“If you’re good at something, never do it for free.” ~ The Joker, in Batman
Dear everyone who walks the planet, there are few things you need to know when working with professional designers … When you ask a designer for the ‘editable version’ of one of something they have designed for you do you actually realise what you’re asking for? I don’t think you do. Like, at all.
I am speaking purely from my own experience based solely on the way I personally run my business, so here are some words to the wise:
Did you know that in order for my designs to look as good as they do I regularly invest in fonts? This means I research and pay for well designed professional fonts, designed by professional typographers … it’s a real thing, I swear. So when you ask for the ‘editable version’ you’re asking me for my fonts for free.
Did you know that I have terms and conditions in place that specifically state that the deliverables, i.e. the final printed format that I have delivered into your hands to have and to hold are what you have paid for. ALL versions of ALL digital documentation I have emailed you in order to produce these actually belong to me. That was the quote, that was the deal, that is how I run my business and that is how I ensure future earnings. If you want to begin using someone else for your work that is hundreds, but they will need to start from scratch and try to emulate what I have already put in place. All this was in the signed agreement, I talked you through this, it’s highlighted in my terms and conditions which you accepted.

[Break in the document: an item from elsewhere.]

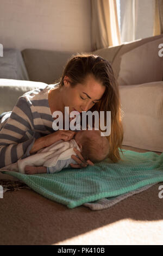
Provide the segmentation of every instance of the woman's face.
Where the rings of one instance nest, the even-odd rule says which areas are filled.
[[[63,99],[65,107],[69,107],[69,112],[74,110],[79,112],[87,111],[102,98],[105,87],[95,80],[93,76],[87,76],[83,84],[71,87],[70,79],[65,76]]]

Did you know that I work in InDesign? It’s an Adobe product, it’s not something commonly used by my clients, so when you ask for an ‘editable version’ do you know that you’re asking me to do more work, for free, to recreate the entire job in another programme … for free? No you didn’t look at it that way? Didn’t think so.
Would you believe that I’m not actually being difficult here, that this type of thinking is actually the ‘industry norm’ when running a design agency? Did you consider that even if it wasn’t ‘the norm’ that I have the prerogative to conduct my business as it suits me, the same as you or anybody conducts theirs in the way it suits them?
You wouldn’t, for example, expect that since you bought a loaf of bread from Pick n Pay that you are in any way entitled to their bread making equipment, ingredients and the cooks time? No. If you want another loaf, you pop into the store and buy one. Simple.
That said, I am always open to quoting for the purchase of my full open documents, and please remember that all of the above will be factored in including the loss of future income, because after all I am running a business. This will be the jumping off point for negotiations … your turn.